CPU/MB: E6300 c2d + intel 975xbx2 mb
MEM: 4x1GB A-Data DDR2 800 ADQVE1A16K w/heat spreaders
GFX: EVGA 7600GT 256MB
PS: Rosewill RP500-2 ATX12V v2.01 500W Power Supply
COOLING: ZALMAN CNPS9500 AT 2 Ball CPU Cooling Fan/Heatsink
CASE: ANTEC PS180
HD: 2 Sata Seagate Barracuda 7200 320GB
DVD: ASUS Sata burner

I know this is a far from cutting edge system, but I would like to squeeze the most performance out of it as possible until I can get a faster cpu in the future.

When I had only 2 GB of ram I oc'ed my cpu to 2.33 ghz (333fsb up from 266 stock) and turned my ram down from 800 to 667 which I had read would give me 1:1 ratio. It worked fine with out problem. Just recently I added another 2Gigs of the exact same ram and the pc would not even POST. I had to pull out the sticks just to get into the bios. When I put all the bios settings back on auto, It would boot fine, but I don't want to run at the stock 1.8Ghz. 

The fastest I could go with all four sticks was 2.33 Ghz but the ram freq had to get turned down to 533 instead of the 667 I was using before I added the 2 sticks. Otherwise it would not POST.

I have heard of others getting 2.8Ghz (400 Fsb) easily out of the E6300 without even having to add any voltage (which I have never attempted). I have also read on newegg about others who bought this ram were able to oc this ram. so why can I not even run it at 667mhz? Do I need to adjust the ram timings or something? It is 5-5-5-18 stock.
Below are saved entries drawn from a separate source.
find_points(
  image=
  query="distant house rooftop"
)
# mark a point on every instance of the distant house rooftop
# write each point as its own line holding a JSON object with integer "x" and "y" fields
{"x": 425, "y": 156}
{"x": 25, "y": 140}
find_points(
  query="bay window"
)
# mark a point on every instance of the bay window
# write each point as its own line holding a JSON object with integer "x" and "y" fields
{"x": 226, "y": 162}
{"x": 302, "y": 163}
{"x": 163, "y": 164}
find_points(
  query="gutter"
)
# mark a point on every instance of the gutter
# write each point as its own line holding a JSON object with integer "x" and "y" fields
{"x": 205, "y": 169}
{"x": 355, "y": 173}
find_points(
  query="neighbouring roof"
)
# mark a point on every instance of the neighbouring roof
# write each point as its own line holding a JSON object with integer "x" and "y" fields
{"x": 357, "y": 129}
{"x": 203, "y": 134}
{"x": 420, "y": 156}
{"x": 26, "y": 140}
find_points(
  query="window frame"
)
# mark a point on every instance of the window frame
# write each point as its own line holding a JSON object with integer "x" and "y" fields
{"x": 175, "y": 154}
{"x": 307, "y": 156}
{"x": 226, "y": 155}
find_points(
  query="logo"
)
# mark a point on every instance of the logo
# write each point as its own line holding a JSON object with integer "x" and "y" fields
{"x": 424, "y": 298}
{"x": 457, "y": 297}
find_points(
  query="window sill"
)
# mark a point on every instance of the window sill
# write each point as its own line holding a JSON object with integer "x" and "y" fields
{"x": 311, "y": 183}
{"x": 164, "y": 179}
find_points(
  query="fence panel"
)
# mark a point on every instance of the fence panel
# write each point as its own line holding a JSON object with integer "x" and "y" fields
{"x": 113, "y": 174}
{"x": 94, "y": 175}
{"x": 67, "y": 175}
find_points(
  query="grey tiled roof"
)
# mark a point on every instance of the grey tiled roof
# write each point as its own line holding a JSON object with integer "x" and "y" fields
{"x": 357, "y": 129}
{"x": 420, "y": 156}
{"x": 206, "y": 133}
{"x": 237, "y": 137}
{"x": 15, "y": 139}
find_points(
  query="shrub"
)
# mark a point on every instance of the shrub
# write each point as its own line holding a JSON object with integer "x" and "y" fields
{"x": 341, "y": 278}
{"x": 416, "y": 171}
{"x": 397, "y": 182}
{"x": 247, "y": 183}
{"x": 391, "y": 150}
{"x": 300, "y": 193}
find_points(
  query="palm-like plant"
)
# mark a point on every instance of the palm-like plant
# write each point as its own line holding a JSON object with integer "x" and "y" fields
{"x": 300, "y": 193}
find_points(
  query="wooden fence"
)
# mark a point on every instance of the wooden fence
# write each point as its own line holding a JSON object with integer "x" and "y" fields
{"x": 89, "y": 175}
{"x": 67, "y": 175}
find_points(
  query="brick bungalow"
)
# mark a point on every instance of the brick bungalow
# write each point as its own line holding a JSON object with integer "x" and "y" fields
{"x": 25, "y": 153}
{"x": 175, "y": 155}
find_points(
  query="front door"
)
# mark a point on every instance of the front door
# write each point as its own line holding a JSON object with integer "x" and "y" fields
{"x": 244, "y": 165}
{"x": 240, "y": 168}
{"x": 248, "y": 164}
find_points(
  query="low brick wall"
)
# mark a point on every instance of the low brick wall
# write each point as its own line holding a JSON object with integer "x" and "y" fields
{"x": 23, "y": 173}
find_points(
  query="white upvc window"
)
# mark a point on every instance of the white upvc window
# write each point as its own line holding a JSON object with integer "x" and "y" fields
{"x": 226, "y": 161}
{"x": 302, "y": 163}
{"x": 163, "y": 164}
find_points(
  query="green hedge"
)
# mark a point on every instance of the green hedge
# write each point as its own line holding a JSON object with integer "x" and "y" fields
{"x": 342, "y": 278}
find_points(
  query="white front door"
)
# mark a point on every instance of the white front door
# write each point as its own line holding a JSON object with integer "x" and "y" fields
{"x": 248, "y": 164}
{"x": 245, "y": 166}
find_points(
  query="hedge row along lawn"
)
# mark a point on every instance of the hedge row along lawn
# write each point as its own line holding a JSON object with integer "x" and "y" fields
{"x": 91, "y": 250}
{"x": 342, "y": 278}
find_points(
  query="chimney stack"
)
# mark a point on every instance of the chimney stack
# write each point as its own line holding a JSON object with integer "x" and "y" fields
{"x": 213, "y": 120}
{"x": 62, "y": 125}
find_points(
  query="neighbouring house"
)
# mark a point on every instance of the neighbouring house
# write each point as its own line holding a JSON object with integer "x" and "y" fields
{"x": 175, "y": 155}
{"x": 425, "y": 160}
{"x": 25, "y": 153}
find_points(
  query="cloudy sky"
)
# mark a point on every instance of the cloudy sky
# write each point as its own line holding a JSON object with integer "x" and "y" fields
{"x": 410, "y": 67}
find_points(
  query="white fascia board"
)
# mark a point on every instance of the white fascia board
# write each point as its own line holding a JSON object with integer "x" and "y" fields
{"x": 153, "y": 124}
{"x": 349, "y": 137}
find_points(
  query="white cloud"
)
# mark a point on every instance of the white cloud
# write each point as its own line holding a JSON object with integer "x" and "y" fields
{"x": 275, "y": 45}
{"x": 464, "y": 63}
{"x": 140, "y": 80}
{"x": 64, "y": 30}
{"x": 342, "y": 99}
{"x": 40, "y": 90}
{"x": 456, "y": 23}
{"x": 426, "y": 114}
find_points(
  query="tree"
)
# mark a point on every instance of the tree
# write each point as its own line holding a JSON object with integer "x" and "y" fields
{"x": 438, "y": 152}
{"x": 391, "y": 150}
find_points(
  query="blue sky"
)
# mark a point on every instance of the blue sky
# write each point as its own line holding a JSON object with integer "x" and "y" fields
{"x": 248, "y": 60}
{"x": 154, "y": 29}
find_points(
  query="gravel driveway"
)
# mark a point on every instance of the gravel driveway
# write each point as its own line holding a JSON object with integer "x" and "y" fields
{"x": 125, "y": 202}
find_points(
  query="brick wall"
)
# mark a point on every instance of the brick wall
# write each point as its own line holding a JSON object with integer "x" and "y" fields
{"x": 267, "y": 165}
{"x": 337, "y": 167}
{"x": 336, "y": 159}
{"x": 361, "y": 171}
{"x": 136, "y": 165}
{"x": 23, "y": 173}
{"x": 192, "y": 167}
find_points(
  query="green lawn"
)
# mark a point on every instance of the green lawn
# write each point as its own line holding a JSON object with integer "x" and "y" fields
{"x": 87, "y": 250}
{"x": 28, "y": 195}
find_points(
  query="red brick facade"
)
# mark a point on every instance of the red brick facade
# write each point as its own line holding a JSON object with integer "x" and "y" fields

Any advice is appreciated.


----------



## linderman (May 20, 2005)

here comes the dark cloud over your otherwise beautiful day


your ram sticks would fit into the economy class of things; they are only rated to be run at 1.8 volts 

in order to run efficiently with four sticks; most all systems have to bump up the ram voltage in the bios (vdimm) to 2.0 or 2.1 volts

also you are playing russian roulette to do *ANY* overclocking with a Rosewill power supply.

in order to overclock in a stable manner you would need to get some better ram and a better class of power supply

your best bet is to run at stock settings for everything and count your blessings !


----------



## bigcletus (Aug 12, 2006)

looks like I'll be selling this junk then...

what brand of ram and power supply do you recommend for moderate oc'ing?


----------



## linderman (May 20, 2005)

Thermaltake Toughpower 750 watt

Corsair TX-750 watt



right now at mwave.com / click on refurbished / then power supplies


there are some thermaltake toughpower 700 watt untis for $76.00 dont drag your feet!!! they sell faster than kisses from a prom queen

as for ram sticks 

http://www.newegg.com/Product/Product.aspx?Item=N82E16820145034


----------